O ano começa com os casos de Covid-19 aumentando. O que vai justo na contramão do que todos esperavam para este ano: o fim da pandemia. Parece um pesadelo sem fim em um estado nada preparado para lidar com a situação. Praticamente dois anos já se passaram desde o início, mas o governo segue despreparado. […]

Uma pandemia que parece não ter fim
Antonio Denarium, governador de Roraima – Foto: Divulgação/Facebook/Antonio Denarium

O ano começa com os casos de Covid-19 aumentando. O que vai justo na contramão do que todos esperavam para este ano: o fim da pandemia. Parece um pesadelo sem fim em um estado nada preparado para lidar com a situação. Praticamente dois anos já se passaram desde o início, mas o governo segue despreparado.

Unidades lotadas

Durante o fim de semana, as unidades hospitalares que atendem casos de coronavírus chegaram a ficarem lotadas. Mesmo com vídeos gravados, o estado chegou a dizer que as imagens eram antigas e que tudo estava “normal”. É o auge da falta de compromisso e falta de responsabilidade. Nada está normal e o governo deveria admitir e trabalhar melhor essas falhas.

Quatro mortes

Centenas de novos casos de Covid-19 são confirmados todos os dias. No entanto, a Secretaria de Saúde não tinha confirmado nenhuma nova morte nas duas primeiras semanas. No entanto, o cenário mudou. Quatro mortes constam no último boletim. Parece que estamos vivendo o inicio da pandemia outra vez.

Promoção de aglomeração

O carnaval já foi cancelado, mas nem por isso a promoção de aglomeração parou. No interior, festas com a presença do senador do “dinheiro na cueca”, Chico Rodrigues, são feitas como se não houvesse um vírus. Além disso, o governador que chegou a cancelar a própria agenda por sintomas da Covid-19, agora marca entrega de títulos rurais com mais aglomeração a troco de nada além de politicagem barata.

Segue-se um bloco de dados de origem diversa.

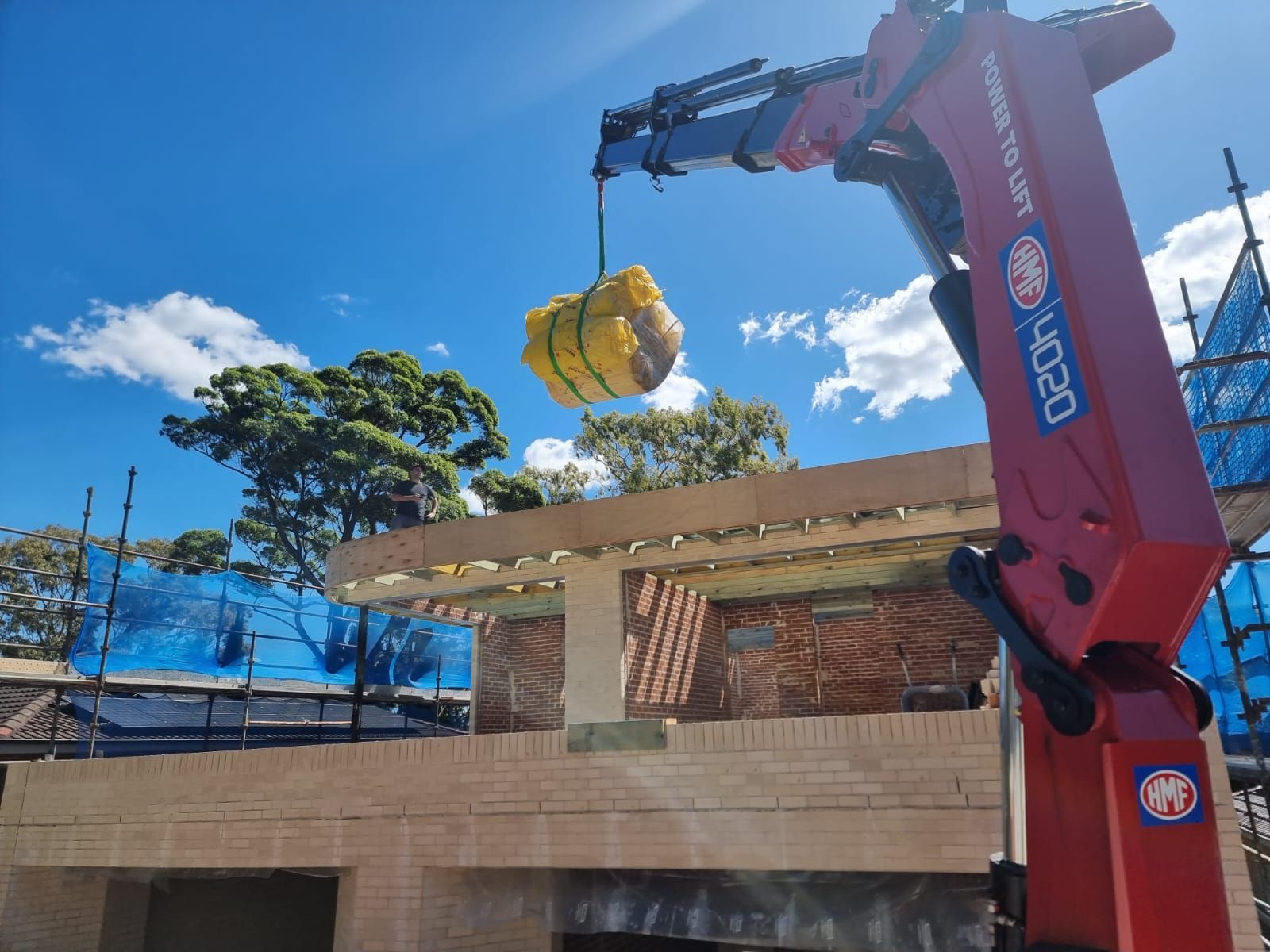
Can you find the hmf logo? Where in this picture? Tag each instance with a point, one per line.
(1039, 319)
(1029, 272)
(1168, 795)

Jogam a culpa para a plateia

Os gestores, como Denarium, promovem este tipo de aglomeração desnecessária em um pico da pandemia, mas depois jogam a culpa para a população. Quando os hospitais estão cheio, a desculpa é sempre a mesma: a população não seguiu as recomendações. No entanto, a verdade, é que os moradores do estado são constantemente jogados a própria sorte para que a politicagem continue ocorrendo.

 

Perguntas

  • Vale tudo em ano de eleição?
  • Até mesmo arriscar vidas?
  • Propagar o vírus também é estratégia política?